Il contact tracing applicato al Covid19 ha una quantita’ di difficolta’ in piu’ rispetto ad altre patologie contagiose, tra le altre la grande percentuale di asintomatici ed il fatto che il contatto debba comunque isolarsi per 15 giorni.

In questo articolo ripreso dal NEJM un bel sunto ed una riflessione interessante sui fattori psicologici che impattano sulla compliance. 

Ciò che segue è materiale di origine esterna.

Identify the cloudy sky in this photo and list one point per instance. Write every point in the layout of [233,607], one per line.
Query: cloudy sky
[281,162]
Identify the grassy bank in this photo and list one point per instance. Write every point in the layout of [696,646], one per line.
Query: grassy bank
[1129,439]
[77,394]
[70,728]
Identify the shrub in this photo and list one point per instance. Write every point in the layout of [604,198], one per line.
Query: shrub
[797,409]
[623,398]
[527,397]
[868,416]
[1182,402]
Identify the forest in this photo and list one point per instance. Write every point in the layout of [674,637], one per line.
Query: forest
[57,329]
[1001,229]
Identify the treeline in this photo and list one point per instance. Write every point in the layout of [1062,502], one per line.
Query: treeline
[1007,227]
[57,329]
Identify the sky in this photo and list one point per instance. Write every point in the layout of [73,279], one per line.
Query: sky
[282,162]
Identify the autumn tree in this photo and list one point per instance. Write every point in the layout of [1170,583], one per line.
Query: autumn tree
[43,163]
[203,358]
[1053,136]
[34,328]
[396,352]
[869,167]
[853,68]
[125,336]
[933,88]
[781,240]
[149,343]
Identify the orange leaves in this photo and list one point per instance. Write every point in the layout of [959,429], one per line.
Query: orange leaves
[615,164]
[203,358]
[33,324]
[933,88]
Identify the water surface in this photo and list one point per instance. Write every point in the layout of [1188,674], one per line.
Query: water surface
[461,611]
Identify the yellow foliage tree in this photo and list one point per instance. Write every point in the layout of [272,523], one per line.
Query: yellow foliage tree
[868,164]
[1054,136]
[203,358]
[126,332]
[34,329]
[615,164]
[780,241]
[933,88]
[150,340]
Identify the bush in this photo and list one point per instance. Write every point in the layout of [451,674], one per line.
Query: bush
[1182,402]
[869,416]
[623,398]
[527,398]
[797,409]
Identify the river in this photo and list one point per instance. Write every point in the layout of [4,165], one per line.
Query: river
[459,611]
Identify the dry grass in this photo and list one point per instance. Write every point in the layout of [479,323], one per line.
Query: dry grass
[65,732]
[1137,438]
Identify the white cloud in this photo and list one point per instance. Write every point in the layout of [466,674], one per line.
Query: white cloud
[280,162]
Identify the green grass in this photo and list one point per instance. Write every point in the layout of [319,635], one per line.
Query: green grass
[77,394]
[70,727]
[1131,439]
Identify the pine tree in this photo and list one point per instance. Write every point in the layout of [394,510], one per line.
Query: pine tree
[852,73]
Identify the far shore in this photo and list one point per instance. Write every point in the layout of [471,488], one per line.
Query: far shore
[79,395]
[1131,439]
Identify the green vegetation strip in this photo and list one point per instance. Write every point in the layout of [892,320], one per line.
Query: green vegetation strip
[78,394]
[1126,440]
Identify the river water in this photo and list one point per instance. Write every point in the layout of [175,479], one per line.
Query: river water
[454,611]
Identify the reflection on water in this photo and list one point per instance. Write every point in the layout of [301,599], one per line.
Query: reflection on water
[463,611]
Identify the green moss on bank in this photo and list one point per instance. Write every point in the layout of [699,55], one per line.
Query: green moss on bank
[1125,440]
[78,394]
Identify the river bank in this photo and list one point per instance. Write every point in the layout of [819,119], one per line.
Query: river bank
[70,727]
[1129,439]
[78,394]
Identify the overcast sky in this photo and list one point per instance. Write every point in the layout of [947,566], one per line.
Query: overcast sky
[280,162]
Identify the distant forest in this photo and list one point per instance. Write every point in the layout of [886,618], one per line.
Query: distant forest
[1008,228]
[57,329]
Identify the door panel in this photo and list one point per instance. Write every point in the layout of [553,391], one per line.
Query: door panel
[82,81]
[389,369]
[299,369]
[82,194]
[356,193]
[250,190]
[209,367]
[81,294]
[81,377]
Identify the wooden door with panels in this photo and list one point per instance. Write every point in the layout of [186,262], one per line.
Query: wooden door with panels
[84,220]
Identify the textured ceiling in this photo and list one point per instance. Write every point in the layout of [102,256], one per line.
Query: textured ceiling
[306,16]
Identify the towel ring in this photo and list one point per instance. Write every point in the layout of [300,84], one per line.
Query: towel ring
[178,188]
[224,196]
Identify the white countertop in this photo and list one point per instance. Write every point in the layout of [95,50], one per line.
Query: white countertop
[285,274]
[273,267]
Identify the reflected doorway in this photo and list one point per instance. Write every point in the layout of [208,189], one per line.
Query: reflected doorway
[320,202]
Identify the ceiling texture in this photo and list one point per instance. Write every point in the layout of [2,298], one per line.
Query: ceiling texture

https://catalyst.nejm.org/doi/full/10.1056/CAT.20.0317

 

Dedurre che l’app sia un palliativo di scarsa efficacia non sarebbe un azzardo

 

roberto

 

From: nexa <nexa-bounces@server-nexa.polito.it> On Behalf Of Enrico Nardelli
Sent: Wednesday, July 8, 2020 10:12 AM
To: Nexa <nexa@server-nexa.polito.it>
Subject: [nexa] NYTimes: Virus-Tracing Apps Are Rife With Problems. Governments Are Rushing to Fix Them.

 

https://www.nytimes.com/2020/07/08/technology/virus-tracing-apps-privacy.html

----

In April, Norway released a smartphone app, Smittestopp or “stop infection,” that records users who come into close contact for more than 15 minutes and sends alerts if they have been exposed to the coronavirus.

“We can all help stop the spread of infection and save lives,” Prime Minister Erna Solberg said in a statement at the time. “If many people download the Smittestopp app, we can open up society more and get our freedom back.”

Within two weeks, nearly 900,000 people — or about one out of five Norwegians older than 16 — had started using the app. But by mid-June, the government had temporarily turned off the service after data protection regulators there said Norway had so few coronavirus cases that the risks of intensified surveillance outweighed the app’s as yet unproven public health benefits. This week, the country’s data watchdog formally imposed an interim ban on the app.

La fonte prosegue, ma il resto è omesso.